The Mediterranean is a very diverse region. While my entries have mainly targeted the olive-growing areas, the sea itself, and of course Italy, there are so many other facets one could tackle. It is a big sea, after all - from the European north, to the African south, and the Asian east.
Tonight we head to a small country over which many battles have raged, to which many groups lay claim, and which has some fantastic food! Israel has a history of biblical proportions. Ancient people led pastoral lives, with herds of hardy sheep and goats, but they also engaged in agriculture appropriate to the climate. As part of the fertile crescent, Israel's traditional staple crops include emmer, rye, lentils, and other hardy grains and legumes. But, we also get figs, dates, and grapes. If I think too much about the country and region in general, I wonder whether I'm imagining this seemingly magical mix of wasteland and breadbasket (and, crazy enough, ever-growing forests!)

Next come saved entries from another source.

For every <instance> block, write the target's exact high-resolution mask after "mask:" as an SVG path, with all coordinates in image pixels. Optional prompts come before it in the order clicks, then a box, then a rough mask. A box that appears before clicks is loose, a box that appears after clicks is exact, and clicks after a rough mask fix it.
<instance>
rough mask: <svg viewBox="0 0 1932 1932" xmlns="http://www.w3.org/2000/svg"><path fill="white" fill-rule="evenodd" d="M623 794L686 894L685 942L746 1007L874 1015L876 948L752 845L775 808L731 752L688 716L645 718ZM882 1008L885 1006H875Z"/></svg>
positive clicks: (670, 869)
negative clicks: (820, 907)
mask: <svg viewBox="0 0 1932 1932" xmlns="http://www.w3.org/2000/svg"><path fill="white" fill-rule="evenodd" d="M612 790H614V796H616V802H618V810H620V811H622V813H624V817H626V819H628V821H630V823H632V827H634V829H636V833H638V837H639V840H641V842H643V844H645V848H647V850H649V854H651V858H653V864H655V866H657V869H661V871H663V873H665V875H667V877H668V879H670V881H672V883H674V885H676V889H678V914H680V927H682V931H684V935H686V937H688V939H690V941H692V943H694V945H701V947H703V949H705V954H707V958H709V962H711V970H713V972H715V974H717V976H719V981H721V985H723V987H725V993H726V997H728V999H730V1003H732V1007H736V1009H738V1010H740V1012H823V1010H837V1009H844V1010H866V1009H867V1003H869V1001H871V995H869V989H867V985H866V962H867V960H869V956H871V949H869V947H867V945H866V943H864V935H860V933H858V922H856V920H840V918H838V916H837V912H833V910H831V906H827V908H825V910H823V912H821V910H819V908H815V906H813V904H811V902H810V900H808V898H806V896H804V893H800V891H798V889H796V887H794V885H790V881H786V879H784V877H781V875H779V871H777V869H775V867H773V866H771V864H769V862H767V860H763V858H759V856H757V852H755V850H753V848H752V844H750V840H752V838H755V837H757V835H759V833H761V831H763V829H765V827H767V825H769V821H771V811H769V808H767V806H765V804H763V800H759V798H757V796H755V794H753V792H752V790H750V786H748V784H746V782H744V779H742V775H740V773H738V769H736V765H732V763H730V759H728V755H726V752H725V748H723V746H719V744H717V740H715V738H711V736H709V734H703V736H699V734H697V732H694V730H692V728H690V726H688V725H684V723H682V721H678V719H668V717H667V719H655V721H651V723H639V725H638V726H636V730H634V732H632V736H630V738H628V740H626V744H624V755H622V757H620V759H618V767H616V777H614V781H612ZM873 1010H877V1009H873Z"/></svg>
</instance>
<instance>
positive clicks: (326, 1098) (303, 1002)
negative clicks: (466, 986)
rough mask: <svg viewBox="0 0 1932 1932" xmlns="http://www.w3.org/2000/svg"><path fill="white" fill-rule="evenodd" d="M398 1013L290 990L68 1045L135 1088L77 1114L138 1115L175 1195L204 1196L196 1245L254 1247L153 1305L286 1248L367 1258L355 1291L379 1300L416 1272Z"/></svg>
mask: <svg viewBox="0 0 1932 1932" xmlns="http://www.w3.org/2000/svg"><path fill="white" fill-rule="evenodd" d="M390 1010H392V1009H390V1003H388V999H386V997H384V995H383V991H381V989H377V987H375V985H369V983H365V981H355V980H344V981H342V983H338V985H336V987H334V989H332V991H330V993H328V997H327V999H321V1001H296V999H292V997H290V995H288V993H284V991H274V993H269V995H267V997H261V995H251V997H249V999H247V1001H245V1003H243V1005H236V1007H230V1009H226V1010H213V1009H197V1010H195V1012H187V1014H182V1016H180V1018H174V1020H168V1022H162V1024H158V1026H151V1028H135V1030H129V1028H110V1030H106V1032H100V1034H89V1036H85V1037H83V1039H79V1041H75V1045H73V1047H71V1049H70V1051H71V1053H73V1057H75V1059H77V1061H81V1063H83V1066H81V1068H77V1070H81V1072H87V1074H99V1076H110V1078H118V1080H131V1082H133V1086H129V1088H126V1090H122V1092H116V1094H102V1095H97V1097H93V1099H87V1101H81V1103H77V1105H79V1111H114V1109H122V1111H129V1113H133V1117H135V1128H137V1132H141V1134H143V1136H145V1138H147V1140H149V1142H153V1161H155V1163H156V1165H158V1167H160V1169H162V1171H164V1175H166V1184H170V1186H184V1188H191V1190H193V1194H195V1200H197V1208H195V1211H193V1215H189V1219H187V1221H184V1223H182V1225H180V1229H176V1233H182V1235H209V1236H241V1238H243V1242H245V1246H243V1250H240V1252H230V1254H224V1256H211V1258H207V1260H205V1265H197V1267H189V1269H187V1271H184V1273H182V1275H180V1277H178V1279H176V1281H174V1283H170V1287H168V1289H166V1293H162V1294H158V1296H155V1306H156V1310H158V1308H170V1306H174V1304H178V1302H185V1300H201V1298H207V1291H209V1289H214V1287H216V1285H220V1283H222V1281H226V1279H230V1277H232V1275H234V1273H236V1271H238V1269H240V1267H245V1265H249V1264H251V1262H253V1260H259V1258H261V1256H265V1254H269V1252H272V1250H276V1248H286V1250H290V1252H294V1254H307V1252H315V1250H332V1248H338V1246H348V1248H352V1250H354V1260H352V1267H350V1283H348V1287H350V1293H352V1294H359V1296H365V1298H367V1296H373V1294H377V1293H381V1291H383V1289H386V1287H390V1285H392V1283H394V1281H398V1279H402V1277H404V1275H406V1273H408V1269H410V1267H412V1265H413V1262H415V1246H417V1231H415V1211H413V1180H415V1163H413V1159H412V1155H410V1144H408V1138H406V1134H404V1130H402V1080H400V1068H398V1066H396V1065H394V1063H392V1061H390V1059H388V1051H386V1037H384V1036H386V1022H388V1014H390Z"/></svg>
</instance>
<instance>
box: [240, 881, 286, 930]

In fact, Israel's success in supporting human population has come to attention of other water-scarce nations. Today I was perusing the Worldwatch Institute's newsletter and what should they have but an article on Israeli drip irrigation technology. Seeing as 60% of the country is comprised of the Negev desert (see map above), irrigation is the only way to support agriculture in the region (and, might I add that many ancient civilizations had quite sophisticated irrigation systems). A leader in developing drip irrigation technology that is water and energy efficient, Israel is now under consultation about transferable methods for drought-stressed regions of Africa. This has huge implications for some of the world's most food insecure populations that live on the continent.
So, what did I make for you tonight? Not certain that it is Israeli in origin, necessary, but it was quite tasty!
Fall Colors Israeli Couscous
½ cup cous cous (Israeli are good, Lebanese are even better!)
3/4 cup diluted vegetable stock
1 delicata squash
1 cup purple cauliflower
1 clove garlic
1 tbs orange Muscat vinegar
1 tbs olive oil
salt to taste
1. In a 400F oven, roast cubed and seeded squash (you can eat the skin easily) and cauliflower for about 30 minutes, turning after 15. Roast garlic in some extra olive oil in a foil packet, at that time.
2. In a pot, heat olive oil. Toast couscous for about five minutes over medium heat, until starting to brown. Add vegetable stock and bring to a boil. Lower heat to low and simmer for 12 minutes until all liquid has been absorbed.
3. Toss cooked couscous with veggies, smashed garlic, orange vinegar or juice, and salt. Enjoy!
And, kids in DC, if you are craving some tasty falafels - cheap, convenient, and tasty pita pockets are up 18th street (and close to me, so come visit!)